Industry has been slow to react, while plaintiffs' associations, on the other hand, have been quick to emerge and are very active in seeking to obtain bans or limitations from the French government, which in turn is keen on granting them on the "precautionary principle". Over the past couple of years, French authorities have been under attack as a result of several health "scandals," accused of not taking measures quickly enough. The result is that these same authorities are now (too) proactive in banning substances and imposing new rules on manufacturers.

For instance on June 14, 2012, the French National Agency for the Safety of Medicines and Health Products ("ANSM") (2) issued a decision requesting the recall and sudden prohibition of cosmetic products containing chloroacetamide. (3) The ANSM explained that this prohibition was a precaution until the European Union ("EU") Commission had made a decision on this substance. Less than a year before, the French National Assembly voted against the use of parabens, alkylphenols and phthalates. (4) In the same line, France is one of the first Member States of the EU to ban the use of Bisphenol A in certain children's products, and as of January 1, 2015, in all food packaging. (5) Another exception in France is the vote by the French National Assembly to prohibit a corn GMO manufactured by Monsanto on and after April 15, 2015.

Besides the increasing regulatory burden, which can sometimes be fairly unpredictable, the legal regime around potentially hazardous substances has suffered from a change in civil liability and product liability rules. Indeed, the control of the use of potentially hazardous substances seems to be governed by the will of the French authorities and courts to reassure the public no matter what.
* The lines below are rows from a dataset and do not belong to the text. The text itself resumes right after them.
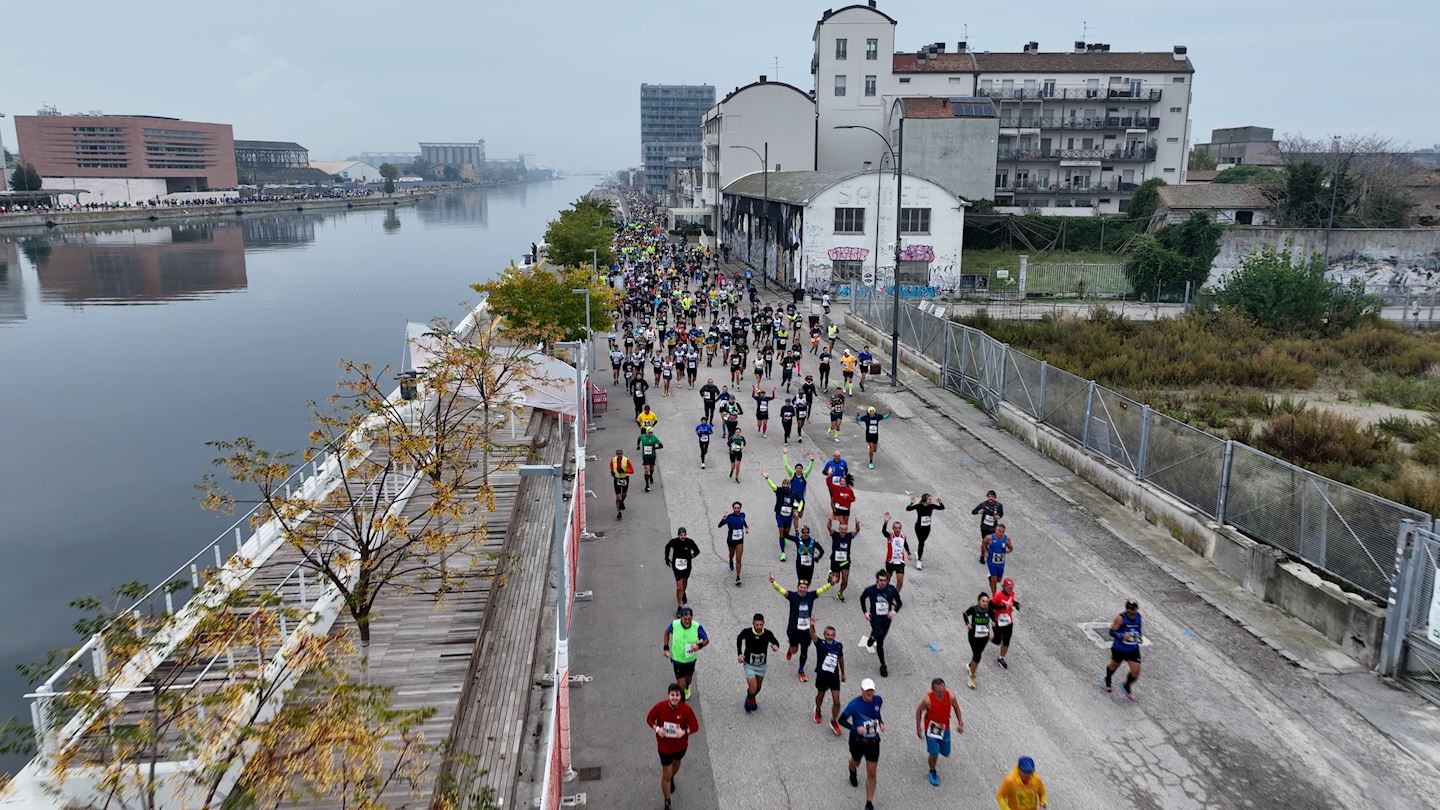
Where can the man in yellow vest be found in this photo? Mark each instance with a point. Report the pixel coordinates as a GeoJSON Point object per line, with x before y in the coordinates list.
{"type": "Point", "coordinates": [684, 639]}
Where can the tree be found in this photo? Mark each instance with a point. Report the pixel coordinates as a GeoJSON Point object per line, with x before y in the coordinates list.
{"type": "Point", "coordinates": [539, 306]}
{"type": "Point", "coordinates": [323, 737]}
{"type": "Point", "coordinates": [25, 179]}
{"type": "Point", "coordinates": [1146, 199]}
{"type": "Point", "coordinates": [1201, 160]}
{"type": "Point", "coordinates": [1283, 293]}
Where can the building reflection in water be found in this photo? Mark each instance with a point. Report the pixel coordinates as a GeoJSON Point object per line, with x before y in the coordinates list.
{"type": "Point", "coordinates": [12, 283]}
{"type": "Point", "coordinates": [153, 264]}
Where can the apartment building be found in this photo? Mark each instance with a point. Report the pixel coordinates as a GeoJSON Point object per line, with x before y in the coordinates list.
{"type": "Point", "coordinates": [1079, 130]}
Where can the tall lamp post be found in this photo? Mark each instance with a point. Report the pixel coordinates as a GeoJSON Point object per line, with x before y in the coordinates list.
{"type": "Point", "coordinates": [894, 281]}
{"type": "Point", "coordinates": [765, 169]}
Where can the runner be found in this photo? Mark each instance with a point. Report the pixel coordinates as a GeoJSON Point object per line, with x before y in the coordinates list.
{"type": "Point", "coordinates": [1128, 634]}
{"type": "Point", "coordinates": [673, 722]}
{"type": "Point", "coordinates": [1000, 546]}
{"type": "Point", "coordinates": [704, 431]}
{"type": "Point", "coordinates": [1023, 789]}
{"type": "Point", "coordinates": [932, 724]}
{"type": "Point", "coordinates": [752, 649]}
{"type": "Point", "coordinates": [861, 717]}
{"type": "Point", "coordinates": [736, 529]}
{"type": "Point", "coordinates": [801, 627]}
{"type": "Point", "coordinates": [684, 637]}
{"type": "Point", "coordinates": [990, 510]}
{"type": "Point", "coordinates": [830, 673]}
{"type": "Point", "coordinates": [621, 470]}
{"type": "Point", "coordinates": [979, 621]}
{"type": "Point", "coordinates": [880, 604]}
{"type": "Point", "coordinates": [680, 557]}
{"type": "Point", "coordinates": [871, 423]}
{"type": "Point", "coordinates": [923, 510]}
{"type": "Point", "coordinates": [736, 446]}
{"type": "Point", "coordinates": [896, 549]}
{"type": "Point", "coordinates": [648, 444]}
{"type": "Point", "coordinates": [840, 541]}
{"type": "Point", "coordinates": [1005, 604]}
{"type": "Point", "coordinates": [847, 371]}
{"type": "Point", "coordinates": [784, 509]}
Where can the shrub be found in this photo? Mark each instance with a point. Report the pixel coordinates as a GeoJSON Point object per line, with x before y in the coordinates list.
{"type": "Point", "coordinates": [1325, 441]}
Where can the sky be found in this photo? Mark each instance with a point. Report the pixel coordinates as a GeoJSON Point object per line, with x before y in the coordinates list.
{"type": "Point", "coordinates": [560, 78]}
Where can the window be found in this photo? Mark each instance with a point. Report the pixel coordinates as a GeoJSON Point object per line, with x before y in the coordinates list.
{"type": "Point", "coordinates": [915, 221]}
{"type": "Point", "coordinates": [850, 221]}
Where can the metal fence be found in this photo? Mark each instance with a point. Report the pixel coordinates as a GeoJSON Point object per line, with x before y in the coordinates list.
{"type": "Point", "coordinates": [1347, 532]}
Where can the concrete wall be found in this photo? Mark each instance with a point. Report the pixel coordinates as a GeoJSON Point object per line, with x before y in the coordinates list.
{"type": "Point", "coordinates": [1345, 619]}
{"type": "Point", "coordinates": [956, 153]}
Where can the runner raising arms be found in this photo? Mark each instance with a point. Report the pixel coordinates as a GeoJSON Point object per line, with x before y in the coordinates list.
{"type": "Point", "coordinates": [752, 647]}
{"type": "Point", "coordinates": [736, 529]}
{"type": "Point", "coordinates": [830, 673]}
{"type": "Point", "coordinates": [932, 724]}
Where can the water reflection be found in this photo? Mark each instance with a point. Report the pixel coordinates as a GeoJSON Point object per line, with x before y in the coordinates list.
{"type": "Point", "coordinates": [12, 283]}
{"type": "Point", "coordinates": [153, 264]}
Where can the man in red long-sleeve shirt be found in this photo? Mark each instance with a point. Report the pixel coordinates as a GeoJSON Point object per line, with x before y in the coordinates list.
{"type": "Point", "coordinates": [673, 721]}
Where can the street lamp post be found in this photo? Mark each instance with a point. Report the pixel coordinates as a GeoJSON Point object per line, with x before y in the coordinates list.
{"type": "Point", "coordinates": [765, 186]}
{"type": "Point", "coordinates": [894, 278]}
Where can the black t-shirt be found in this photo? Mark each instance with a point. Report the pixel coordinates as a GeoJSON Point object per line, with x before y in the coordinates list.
{"type": "Point", "coordinates": [755, 647]}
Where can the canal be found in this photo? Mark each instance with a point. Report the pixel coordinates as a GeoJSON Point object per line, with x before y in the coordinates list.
{"type": "Point", "coordinates": [124, 350]}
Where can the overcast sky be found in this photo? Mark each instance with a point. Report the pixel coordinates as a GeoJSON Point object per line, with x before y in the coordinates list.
{"type": "Point", "coordinates": [560, 78]}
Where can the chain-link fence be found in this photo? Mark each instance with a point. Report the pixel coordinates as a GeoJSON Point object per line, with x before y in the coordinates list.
{"type": "Point", "coordinates": [1339, 529]}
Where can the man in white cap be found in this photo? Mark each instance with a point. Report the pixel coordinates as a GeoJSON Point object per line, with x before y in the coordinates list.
{"type": "Point", "coordinates": [861, 717]}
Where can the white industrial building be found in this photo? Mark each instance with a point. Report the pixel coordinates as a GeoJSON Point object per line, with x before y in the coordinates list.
{"type": "Point", "coordinates": [759, 121]}
{"type": "Point", "coordinates": [818, 229]}
{"type": "Point", "coordinates": [1077, 128]}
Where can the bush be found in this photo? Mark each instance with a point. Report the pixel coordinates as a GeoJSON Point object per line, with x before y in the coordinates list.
{"type": "Point", "coordinates": [1325, 443]}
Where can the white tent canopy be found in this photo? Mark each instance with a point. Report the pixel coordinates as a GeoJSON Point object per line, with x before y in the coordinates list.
{"type": "Point", "coordinates": [549, 385]}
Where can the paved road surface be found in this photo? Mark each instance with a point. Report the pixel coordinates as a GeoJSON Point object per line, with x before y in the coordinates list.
{"type": "Point", "coordinates": [1221, 721]}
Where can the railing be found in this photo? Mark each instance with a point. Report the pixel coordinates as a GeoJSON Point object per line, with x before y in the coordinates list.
{"type": "Point", "coordinates": [1337, 528]}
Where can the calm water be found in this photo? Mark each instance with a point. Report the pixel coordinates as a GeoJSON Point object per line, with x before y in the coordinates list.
{"type": "Point", "coordinates": [124, 350]}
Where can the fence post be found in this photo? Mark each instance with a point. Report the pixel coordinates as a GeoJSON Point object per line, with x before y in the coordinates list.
{"type": "Point", "coordinates": [1224, 482]}
{"type": "Point", "coordinates": [1397, 607]}
{"type": "Point", "coordinates": [1142, 461]}
{"type": "Point", "coordinates": [1040, 407]}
Historically, product liability arose by case law based on the general law of obligations, in particular, civil tort liability. Liability implied a fault of the manufacturer in the design or manufacture of a product, a loss, usually bodily injury, and a causal link between the fault and the alleged loss. The purpose of liability was to compensate the user for the loss sustained due to the latter's exposure by the manufacturer to an established danger.

French case law, as described in this article, has progressively led to a regime of purely objective (strict) liability, through (i) the disappearance of the concept of fault, (ii) the dilution of the causal link, and (iii) an overly favorable regime for plaintiffs concerning the demonstration of their alleged damage.

As discussed in Section I with respect to the concept of fault, the disputes relating to the use of asbestos, which involve both liability law and employment law, are particularly topical. Companies are currently required to compensate all sorts of losses relating to asbestos, including for plaintiffs who are perfectly healthy, based on anxiety (which in the United States may be styled "emotional distress") that one day they will develop an illness, even though the majority of these companies lawfully used asbestos in their manufacturing sites in full compliance with the rules that were applicable at the time. Although these companies have not committed any fault (within the meaning of the traditional concept of an illicit behavior in breach of a pre-established obligation), they are nearly all systematically found liable.

With respect to the causal link, Section II considers cases where liability is found without a scientifically established basis, for example, the existence of a link between the Hepatitis B vaccine and certain neurological disorders like multiple sclerosis. Similarly and more recently, scientific uncertainty surrounding the consequences of the exposure to electromagnetic waves has not prevented some courts from ordering the dismantling of relay masts. Manufacturers of pesticides are also beginning to be found liable, even though there is no scientific certainty of causation and the use of such products remains lawful.

Regarding loss, Section III once again considers the asbestos field, where the French Supreme Court has ruled that plaintiffs do not need to demonstrate anxiety through medical evidence and has decided that there is a presumption of loss in certain circumstances.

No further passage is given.